Identified directions for advancing MOSLD evaluation and methodology include:

• Development of improved outlier detectors based on generative model likelihoods (for text) and per-image anomaly scoring (for vision-language).
• Improved clustering approaches, including graph-based and representation learning strategies for semantic alignment among discovered classes or entities.
• Pretraining objectives and model architectures explicitly designed for open-world and open-set discovery scenarios across languages and modalities.
• Active learning schemes to reduce annotation requirements, potentially leveraging human-in-the-loop and minimal-labeled data adaptation.
• Expansion of benchmarks to cover additional scripts, language families, and domains—e.g., scaling mOKB6 beyond six languages, growing M5-VLOD example counts, and extending MAVOS-DD with novel generators and languages.

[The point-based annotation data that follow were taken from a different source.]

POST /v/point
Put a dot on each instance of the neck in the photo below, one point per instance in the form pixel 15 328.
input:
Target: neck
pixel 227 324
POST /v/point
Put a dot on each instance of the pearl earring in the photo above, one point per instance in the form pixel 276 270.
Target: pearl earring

• Fairness auditing and bias monitoring to ensure equitable open-set detection performance across demographic and linguistic categories.

MOSLD benchmarks, through their modular, multilingual, and open-set discovery-oriented design, establish foundational evaluation tools for probing and improving models’ open-world adaptation and generalization capabilities (Costache et al., 19 Jan 2026, Mittal et al., 2022, Schneider et al., 2024, Croitoru et al., 16 May 2025).